Gentlemen of the Exposition,
as we present to you our humble effort at an exhibition of our progress, you
must not expect overmuch. Starting thirty years ago with ownership here and
there in a few quilts and pumpkins and chickens (gathered from miscellaneous sources),
remember the path that has led from these to the inventions and production of
agricultural implements, buggies, steam-engines, newspapers, books, statuary,
carving, paintings, the management of drug stores and banks, has not been
trodden without contact with thorns and thistles. While we take pride in what
we exhibit as a result of our independent efforts, we do not for a moment
forget that our part in this exhibition would fall far short of your
expectations but for the constant help that has come to our educational life,
not only from the Southern states, but especially from Northern
philanthropists, who have made their gifts a constant stream of blessing and
encouragement.
The wisest among my race
understand that the agitation of questions of social equality is the extremest
folly, and that progress in the enjoyment of all the privileges that will come
to us must be the result of severe and constant struggle rather than of
artificial forcing.

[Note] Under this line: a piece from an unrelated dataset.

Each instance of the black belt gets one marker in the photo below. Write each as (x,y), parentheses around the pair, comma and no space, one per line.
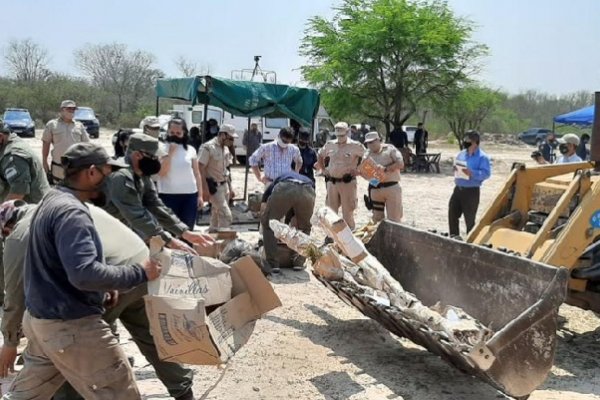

No race that has anything to contribute to the markets of
the world is long in any degree ostracized. It is important and right that all
privileges of the law be ours, but it is vastly more important that we be
prepared for the exercise of these privileges. The opportunity to earn a dollar
in a factory just now is worth infinitely more than the opportunity to spend a
dollar in an opera-house.
In conclusion, may I repeat
that nothing in thirty years has given us more hope and encouragement, and
drawn us so near to you of the white race, as this opportunity offered by the
Exposition; and here bending, as it were, over the altar that represents the
results of the struggles of your race and mine, both starting practically
empty-handed three decades ago, I pledge that in your effort to work out the
great and intricate problem which God has laid at the doors of the South, you
shall have at all times the patient, sympathetic help of my race; only let this
he constantly in mind, that, while from representations in these buildings of
the product of field, of forest, of mine, of factory, letters, and art, much
good will come, yet far above and beyond material benefits will be that higher
good, that, let us pray God, will come, in a blotting out of sectional
differences and racial animosities and suspicions, in a determination to
administer absolute justice, in a willing obedience among all classes to the
mandates of law. This, coupled with our material prosperity, will bring into
our beloved South a new heaven and a new earth.